Prototype development, in the ideal, isn’t a linear process.  Instead it’s an iterative process of evolving the prototype or prototype idea based on rich interactions with prospective customers.  This interaction leads not just to a better prototype, but to the winning business model that contains the new product and/or service.

Developing a prototype while engaging potential customers helps discover and validate the important details of their problems and needs.  Most importantly, the engagement process converts those potential customers into real, paying customers.  As you develop those paying customers you’ve developed and built a company and business.

It’s an example from history, but David McCullough’s book, The Wright Brothers tells a powerful story of using prototypes to move to success.  The Wright Brothers gained very little through existing theories or basic research.  Rather, they developed the first powered airplane through years of trial and error.  Their pathway was through flying kites, carefully watching different kinds of birds in flight, building models, building a wind tunnel, and finally traveling for three straight years from their home in Dayton, Ohio to Kitty Hawk, North Carolina to try their planes.  Theirs is another example of theories following invention, not the other way around.  The Wright Brothers used some of the mathematical aerodynamic theories that had been developed with their second prototype, but they were wrong and a tremendous frustration to their efforts.  Articulate theories on why an airplane works the way it does emerged after the invention.

Wright Brothers First Flight, December 17, 1903. Orville piloting.

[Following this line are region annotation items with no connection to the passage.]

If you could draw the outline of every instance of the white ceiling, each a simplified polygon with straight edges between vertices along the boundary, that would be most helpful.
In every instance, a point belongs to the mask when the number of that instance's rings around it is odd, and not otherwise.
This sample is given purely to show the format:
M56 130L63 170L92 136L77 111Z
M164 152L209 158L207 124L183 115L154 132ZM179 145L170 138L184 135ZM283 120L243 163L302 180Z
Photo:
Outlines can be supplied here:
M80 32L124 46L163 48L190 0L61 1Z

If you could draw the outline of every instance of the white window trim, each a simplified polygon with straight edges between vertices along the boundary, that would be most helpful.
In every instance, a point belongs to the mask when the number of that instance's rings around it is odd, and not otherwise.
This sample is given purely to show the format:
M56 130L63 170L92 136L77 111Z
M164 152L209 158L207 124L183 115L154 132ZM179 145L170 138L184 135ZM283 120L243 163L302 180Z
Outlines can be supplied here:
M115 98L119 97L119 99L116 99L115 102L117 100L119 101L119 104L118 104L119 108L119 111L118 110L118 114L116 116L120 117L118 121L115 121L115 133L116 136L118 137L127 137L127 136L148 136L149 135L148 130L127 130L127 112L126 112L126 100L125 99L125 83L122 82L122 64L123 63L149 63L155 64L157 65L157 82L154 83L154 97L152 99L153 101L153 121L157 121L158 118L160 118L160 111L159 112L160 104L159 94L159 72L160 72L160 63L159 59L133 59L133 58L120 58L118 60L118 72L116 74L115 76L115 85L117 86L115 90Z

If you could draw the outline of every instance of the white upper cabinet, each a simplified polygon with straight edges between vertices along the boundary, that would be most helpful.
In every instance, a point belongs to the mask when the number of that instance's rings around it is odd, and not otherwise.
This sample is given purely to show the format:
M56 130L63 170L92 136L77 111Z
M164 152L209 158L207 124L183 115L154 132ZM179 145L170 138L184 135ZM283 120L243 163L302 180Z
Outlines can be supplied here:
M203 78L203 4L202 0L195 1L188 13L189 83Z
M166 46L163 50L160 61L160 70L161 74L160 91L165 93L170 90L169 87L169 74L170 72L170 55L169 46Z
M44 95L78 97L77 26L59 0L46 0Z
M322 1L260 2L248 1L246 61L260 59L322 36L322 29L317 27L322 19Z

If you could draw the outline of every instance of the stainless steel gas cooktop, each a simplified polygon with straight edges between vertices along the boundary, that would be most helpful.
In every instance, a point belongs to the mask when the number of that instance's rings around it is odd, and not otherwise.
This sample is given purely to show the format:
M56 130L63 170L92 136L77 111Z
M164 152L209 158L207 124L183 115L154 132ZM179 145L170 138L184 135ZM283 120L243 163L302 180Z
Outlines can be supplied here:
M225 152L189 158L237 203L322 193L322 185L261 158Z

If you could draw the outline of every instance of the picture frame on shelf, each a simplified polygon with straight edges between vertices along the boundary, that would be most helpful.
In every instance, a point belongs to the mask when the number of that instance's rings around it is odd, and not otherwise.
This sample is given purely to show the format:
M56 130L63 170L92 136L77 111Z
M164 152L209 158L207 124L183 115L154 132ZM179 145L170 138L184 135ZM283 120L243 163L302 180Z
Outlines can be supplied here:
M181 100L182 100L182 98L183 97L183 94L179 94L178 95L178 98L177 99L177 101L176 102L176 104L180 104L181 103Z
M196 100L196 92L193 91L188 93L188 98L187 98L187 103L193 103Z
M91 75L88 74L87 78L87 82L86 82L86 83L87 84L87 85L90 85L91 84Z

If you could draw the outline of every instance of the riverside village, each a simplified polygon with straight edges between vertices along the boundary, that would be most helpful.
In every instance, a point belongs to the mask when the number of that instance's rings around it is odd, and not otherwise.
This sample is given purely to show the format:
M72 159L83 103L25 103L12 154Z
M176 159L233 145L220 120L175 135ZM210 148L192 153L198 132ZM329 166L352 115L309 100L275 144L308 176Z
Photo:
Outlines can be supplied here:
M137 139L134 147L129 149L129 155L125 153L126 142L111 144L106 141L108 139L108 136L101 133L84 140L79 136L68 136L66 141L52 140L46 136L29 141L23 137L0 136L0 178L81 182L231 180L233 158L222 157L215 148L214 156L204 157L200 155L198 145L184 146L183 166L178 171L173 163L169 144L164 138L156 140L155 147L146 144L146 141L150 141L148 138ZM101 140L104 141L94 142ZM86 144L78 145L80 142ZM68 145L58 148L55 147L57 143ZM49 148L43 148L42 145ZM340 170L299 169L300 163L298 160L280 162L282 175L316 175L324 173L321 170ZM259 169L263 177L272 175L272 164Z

Wilbur at the wing.
    Wright Brothers First Flight, December 17, 1903. Orville piloting. Wilbur at the wing.

Skipping forward from the Wright Brothers’ first flight in 1903 to 1997, my prototype work was with an Internet-based electronic commerce application.  It melded business processes in the agribusiness space with software that enabled new types of more efficient and effective behaviors.  Much to my pleasure, I have had Iowa State University students apply similar methods to their products.

Colin Hurd at Agriculture Concepts developed the roughest of prototypes while a junior at ISU for what became his Track Till product in 2012.  In 2013, prototype number 2 was a much more sophisticated product that has much resemblance to today’s commercial version and got Colin his first sale.  In 2014, he sold a more refined product, not anymore a prototype.  In 2015, he licensed Track Till to Yetter Manufacturing.

Ryan Augustine was senior at ISU in 2012 when he developed the business concept for AccuGrain.  The business anticipated using an ISU-patented technology for using X-Rays to measure grain flow.  By 2013/14, Ryan had secured the funds and expertise to develop prototype number 1 for AccuGrain. In 2015 he developed prototype number 2, tested it, and now is making his first sales.

Clayton Mooney, Elise Kendall, Ella Gehrke, and Mikayla Sullivan developed the concept of a mobile food dehydration unit and formed KinoSol in 2014.  They competed in the Thought for Food Challenge, making the finals in 2014, and continued to evolve their product through testing and prototyping.  After seven prototypes, KinoSol is today at commercial launch.

Prototyping while developing customers is one way that entrepreneurs fail successfully.  The only thing you know when developing new product and service concepts, is that they will be wrong.  The technology won’t work as envisioned, it won’t have a clear value, it won’t meet the needs of a type of customer, etc.  Product successes arise from the learning that happens while interacting with prospective customers who are experiencing use of the new product.  Sales is an essential function of the prototyping process, whether in agriculture or any other industry.

How may prototyping apply to your business?  How can you use a dirty prototype to develop a customer relationship?